Strategic decision-making for business is about combining analytical capabilities with real-world experience, intuition and reasoning. Company boards thrive on a varied set of skills and experience that human board members bring to the table helping companies to make the right decisions. As AI blends symbolic and non-symbolic AI, fills in the gaps around reasoning and intuition, improves performance on NLG tasks, and incorporates explainability, it will become an invaluable tool for company boards. Company boards will not only use AI as a tool for augmenting decisions, but as a board member in its own right. Companies like Zignal Labs that help in competitive intelligence dashboards and Domo who integrate operational intelligence are expected to have a role to play in this decision-making domain.

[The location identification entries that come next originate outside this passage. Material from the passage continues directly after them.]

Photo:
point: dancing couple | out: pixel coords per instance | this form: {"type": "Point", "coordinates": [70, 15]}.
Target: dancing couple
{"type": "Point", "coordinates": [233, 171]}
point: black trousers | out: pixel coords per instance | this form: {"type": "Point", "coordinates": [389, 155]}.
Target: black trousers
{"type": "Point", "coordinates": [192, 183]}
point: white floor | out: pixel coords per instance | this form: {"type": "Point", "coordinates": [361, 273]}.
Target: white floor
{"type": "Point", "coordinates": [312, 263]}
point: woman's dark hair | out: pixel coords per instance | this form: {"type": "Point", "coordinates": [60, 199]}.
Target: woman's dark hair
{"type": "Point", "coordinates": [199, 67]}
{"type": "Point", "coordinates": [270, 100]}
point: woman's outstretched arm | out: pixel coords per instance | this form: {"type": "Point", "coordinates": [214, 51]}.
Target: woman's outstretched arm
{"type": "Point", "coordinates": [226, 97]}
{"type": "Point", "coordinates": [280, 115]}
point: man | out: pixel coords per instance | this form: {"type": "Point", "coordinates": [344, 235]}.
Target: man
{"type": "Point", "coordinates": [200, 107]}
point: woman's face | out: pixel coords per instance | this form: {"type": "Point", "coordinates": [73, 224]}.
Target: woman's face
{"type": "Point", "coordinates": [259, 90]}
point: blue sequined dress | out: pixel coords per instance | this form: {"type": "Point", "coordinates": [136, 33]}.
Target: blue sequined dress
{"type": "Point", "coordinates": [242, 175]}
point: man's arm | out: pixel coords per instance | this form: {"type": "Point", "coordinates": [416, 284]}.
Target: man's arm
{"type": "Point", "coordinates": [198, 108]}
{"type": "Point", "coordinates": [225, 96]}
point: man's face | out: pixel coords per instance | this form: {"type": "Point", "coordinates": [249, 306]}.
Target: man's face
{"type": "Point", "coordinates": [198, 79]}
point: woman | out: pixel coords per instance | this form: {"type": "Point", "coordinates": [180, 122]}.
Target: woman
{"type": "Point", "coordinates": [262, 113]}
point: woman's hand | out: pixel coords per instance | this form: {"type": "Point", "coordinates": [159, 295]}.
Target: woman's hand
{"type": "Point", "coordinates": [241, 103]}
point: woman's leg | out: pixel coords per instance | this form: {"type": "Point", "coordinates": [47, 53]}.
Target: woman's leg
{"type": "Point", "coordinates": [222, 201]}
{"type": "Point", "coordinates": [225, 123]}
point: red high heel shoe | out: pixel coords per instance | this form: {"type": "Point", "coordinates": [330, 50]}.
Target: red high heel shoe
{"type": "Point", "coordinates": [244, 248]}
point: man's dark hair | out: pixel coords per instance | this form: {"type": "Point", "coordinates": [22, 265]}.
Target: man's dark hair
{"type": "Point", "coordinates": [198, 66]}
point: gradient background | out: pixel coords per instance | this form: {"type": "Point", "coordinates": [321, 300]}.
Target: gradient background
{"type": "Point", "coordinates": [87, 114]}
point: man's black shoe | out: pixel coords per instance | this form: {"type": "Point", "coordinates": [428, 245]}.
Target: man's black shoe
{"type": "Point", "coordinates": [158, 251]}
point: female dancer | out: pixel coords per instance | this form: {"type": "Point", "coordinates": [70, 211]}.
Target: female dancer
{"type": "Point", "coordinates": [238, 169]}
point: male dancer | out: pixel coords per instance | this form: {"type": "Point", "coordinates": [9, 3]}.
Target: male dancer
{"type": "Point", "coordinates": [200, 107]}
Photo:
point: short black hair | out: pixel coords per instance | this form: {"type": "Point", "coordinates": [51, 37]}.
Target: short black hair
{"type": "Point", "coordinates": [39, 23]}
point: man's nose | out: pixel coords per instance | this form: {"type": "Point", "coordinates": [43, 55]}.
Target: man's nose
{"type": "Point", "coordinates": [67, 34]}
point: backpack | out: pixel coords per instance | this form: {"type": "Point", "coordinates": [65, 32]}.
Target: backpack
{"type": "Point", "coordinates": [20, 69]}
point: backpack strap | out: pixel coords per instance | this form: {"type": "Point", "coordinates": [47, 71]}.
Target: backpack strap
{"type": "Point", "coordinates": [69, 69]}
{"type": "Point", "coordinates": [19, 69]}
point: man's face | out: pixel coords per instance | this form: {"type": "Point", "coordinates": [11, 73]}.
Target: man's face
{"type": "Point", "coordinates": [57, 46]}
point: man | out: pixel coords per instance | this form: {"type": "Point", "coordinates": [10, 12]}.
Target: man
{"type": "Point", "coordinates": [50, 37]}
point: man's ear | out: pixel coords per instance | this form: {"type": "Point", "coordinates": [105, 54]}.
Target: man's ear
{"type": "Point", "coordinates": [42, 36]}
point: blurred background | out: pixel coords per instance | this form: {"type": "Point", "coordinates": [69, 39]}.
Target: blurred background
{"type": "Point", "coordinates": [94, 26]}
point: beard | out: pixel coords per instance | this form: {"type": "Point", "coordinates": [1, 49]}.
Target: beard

Rather than have a homogeneous AGI (Artificial General Intelligence) or strong AI emerge in the next 10 years, we are more likely to see strong AI in specific domains. Language is one domain where strong AI is likely to emerge first in relation to understanding, translating, speaking and writing most languages that exist today. Google has shown how its Neural Machine Translation (NMT) technique can allow AI to translate a language pair it has never seen before, but can generalize learnings from other known language pairs. This is a significant step, although there are limitations around 12 specific language pairs. Using meta learning techniques, improved hardware, and fusing NLG we should be able to realize a universal AI agent that can translate almost any language and do it in real-time.